Para volver a la psicología y a la teoría de la voluntad: fue siempre evidente que muchas, quizás todas nuestras voliciones tienen causase, pero los filósofos ortodoxos sostienen que tales causas, a diferencia de las del mundo físico, no necesitan de sus efectos. Es siempre posible, así sostienen ellos, resistir aún a los desees más poderosos por un puro acto de voluntad. Así llega a pensarse que cuando estamos guiados por la pasión nuestros actos no son libres, puesto que tienen causas, pero hay una facultad, llamada a veces «razón» y a veces conciencia, que cuando la seguimos nos da una libertad real. Así la libertad «verdadera», en contraste a los meros caprichos, se identificó con la obediencia a la ley moral. Los hegelianos dieron un paso más adelante, e identificaron la ley moral con la ley del estado, de modo que la «verdadera» libertad consiste en obedecer a la policía. Esta doctrina fue muy del gusto de los gobiernos.
La teoría de que la voluntad no tiene a veces causas fue, sin embargo, muy difícil de sostener.

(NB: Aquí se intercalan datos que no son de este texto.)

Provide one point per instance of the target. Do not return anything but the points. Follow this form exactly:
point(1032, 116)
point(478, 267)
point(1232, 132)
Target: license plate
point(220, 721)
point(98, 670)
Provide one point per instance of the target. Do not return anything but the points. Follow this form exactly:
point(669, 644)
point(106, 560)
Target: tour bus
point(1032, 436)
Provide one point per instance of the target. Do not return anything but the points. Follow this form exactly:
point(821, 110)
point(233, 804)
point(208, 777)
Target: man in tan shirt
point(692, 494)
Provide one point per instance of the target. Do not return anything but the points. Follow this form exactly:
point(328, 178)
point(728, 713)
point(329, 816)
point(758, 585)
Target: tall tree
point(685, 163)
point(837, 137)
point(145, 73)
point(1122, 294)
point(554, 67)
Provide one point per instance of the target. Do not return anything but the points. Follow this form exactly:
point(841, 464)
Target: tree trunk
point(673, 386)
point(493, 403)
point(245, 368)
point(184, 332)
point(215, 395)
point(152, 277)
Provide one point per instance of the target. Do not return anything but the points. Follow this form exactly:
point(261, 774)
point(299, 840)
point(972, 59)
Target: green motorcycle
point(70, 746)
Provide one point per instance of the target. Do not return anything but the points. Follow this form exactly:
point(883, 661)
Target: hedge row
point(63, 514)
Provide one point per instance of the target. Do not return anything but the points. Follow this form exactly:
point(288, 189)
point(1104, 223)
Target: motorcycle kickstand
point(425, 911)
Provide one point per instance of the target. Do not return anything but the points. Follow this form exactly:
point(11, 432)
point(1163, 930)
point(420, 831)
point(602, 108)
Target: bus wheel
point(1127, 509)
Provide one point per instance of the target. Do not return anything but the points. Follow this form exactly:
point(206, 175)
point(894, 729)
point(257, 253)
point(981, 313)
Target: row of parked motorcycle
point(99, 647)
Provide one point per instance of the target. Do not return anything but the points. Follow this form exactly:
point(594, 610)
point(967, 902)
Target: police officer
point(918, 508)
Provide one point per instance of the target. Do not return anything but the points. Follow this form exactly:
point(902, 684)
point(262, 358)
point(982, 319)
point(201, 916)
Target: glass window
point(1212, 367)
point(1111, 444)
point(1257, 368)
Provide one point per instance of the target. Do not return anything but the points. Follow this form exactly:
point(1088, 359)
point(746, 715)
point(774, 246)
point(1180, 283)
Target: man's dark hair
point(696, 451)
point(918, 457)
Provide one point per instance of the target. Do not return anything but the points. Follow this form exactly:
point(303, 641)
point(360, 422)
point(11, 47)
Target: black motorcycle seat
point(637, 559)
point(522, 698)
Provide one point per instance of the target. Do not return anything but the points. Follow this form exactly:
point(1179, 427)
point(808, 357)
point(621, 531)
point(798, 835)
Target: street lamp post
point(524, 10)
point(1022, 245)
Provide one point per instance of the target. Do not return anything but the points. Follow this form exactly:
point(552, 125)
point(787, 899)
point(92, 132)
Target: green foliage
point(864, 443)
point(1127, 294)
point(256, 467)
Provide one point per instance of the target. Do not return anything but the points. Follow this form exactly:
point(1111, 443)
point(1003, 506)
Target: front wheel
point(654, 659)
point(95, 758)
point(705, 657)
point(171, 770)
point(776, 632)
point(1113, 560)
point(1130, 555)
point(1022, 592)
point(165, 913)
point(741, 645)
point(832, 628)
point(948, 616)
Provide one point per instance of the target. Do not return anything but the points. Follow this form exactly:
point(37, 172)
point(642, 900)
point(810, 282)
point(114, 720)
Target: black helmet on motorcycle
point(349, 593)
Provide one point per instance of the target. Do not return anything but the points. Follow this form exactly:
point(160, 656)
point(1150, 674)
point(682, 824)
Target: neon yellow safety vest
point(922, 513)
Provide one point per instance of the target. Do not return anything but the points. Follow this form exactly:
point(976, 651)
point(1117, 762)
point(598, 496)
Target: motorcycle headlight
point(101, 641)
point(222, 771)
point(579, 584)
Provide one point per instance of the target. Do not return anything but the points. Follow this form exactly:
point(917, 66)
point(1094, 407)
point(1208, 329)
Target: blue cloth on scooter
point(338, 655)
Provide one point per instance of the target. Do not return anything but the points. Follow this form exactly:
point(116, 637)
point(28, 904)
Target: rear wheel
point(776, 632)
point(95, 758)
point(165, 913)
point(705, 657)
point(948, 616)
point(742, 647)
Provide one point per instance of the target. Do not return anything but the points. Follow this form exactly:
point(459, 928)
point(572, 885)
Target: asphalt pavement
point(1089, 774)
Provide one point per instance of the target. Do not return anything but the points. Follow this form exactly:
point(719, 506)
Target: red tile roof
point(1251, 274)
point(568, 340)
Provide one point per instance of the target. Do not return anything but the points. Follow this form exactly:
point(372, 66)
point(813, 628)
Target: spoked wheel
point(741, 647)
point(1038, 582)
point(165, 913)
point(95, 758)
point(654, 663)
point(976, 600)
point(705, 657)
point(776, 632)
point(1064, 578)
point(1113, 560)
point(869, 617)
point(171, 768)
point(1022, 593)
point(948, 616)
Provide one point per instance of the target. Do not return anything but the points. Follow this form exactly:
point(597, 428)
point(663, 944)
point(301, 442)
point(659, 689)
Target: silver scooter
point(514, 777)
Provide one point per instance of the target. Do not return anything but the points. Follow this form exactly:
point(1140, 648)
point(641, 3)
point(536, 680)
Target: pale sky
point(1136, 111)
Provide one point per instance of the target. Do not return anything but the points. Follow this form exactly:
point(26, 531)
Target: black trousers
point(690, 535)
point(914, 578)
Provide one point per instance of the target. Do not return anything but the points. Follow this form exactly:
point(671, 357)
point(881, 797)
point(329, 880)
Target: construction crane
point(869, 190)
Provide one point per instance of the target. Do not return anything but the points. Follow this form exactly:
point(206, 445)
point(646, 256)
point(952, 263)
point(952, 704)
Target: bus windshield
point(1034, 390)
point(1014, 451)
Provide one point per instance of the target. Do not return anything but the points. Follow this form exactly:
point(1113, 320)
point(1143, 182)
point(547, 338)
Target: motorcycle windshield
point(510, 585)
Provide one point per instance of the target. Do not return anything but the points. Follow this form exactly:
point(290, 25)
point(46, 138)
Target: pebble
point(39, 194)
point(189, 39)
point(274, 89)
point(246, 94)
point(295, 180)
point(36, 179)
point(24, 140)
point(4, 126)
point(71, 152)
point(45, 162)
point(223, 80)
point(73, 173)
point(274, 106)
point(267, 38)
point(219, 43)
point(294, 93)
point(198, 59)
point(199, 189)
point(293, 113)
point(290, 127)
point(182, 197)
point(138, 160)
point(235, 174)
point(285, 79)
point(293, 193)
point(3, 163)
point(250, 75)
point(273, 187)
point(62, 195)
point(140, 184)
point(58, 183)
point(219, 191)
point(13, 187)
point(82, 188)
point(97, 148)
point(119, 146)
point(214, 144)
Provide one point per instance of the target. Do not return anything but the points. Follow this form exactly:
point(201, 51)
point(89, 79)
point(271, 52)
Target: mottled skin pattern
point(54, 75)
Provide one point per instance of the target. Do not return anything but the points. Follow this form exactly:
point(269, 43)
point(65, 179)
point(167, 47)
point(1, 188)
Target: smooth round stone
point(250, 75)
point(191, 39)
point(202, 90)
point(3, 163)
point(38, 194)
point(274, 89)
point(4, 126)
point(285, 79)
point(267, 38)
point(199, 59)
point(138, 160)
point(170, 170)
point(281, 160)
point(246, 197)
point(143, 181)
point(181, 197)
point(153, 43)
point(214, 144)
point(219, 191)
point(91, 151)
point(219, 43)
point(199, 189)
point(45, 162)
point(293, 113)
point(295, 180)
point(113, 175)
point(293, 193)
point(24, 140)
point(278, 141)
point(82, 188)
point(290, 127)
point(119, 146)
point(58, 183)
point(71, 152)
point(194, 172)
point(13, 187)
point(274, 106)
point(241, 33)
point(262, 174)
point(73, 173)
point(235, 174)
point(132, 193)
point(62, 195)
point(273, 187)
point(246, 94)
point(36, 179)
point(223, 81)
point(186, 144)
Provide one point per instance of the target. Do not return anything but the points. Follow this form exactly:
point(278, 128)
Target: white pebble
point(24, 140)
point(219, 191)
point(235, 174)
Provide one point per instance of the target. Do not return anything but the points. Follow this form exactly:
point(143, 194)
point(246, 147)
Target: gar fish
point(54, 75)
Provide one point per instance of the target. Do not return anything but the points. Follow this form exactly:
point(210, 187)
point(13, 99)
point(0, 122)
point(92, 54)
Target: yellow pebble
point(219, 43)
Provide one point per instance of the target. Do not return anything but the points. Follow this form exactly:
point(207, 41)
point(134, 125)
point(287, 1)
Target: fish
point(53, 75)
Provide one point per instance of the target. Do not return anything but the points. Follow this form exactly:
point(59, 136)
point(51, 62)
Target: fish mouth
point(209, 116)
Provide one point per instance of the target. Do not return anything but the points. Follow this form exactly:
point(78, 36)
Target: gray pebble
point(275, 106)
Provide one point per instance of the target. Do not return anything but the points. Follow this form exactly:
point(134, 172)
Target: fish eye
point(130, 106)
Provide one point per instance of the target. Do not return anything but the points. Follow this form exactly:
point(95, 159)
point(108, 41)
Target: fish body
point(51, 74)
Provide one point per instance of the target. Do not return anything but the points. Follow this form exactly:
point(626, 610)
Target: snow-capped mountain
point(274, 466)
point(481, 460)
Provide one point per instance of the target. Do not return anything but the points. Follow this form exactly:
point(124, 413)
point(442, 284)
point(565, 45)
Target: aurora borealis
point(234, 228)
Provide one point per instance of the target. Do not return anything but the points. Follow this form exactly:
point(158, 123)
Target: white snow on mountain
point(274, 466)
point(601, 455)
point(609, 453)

No puede decirse que los actos aun más virtuosos sean inmotivados. Un hombre puede desear agradar a Dios, ganarse la aprobación de los vecinos o la suya propia, ver la felicidad de otros o aliviar el dolor. Cualquiera de estos deseos puede causar una buena acción, pero a menos que un buen deseo exista en el hombre, no hará, las cosas que la ley moral aprueba. Sabemos mucho más que antes de la causa de los deseos, A veces se encuentran en la función de las glándulas endocrinas otras en la primera educación, en experiencias olvidadas, en el deseo de ser admirado, etc. En muchos casos entran un número de orígenes diferentes en la causa de un deseo. Y es claro que, cuando tomamos una decisión, lo hacemos como resultado de algún deseo, aunque puede haber, al mismo tiempo, otros que nos tiran en dirección contraria. En tales casos, como dijo Hobbes, la voluntad es «el último apetito» en la deliberación. La idea de un acto de volición totalmente incausado es por esto inadmisible. De los resultados en la ética trataremos en un capítulo posterior.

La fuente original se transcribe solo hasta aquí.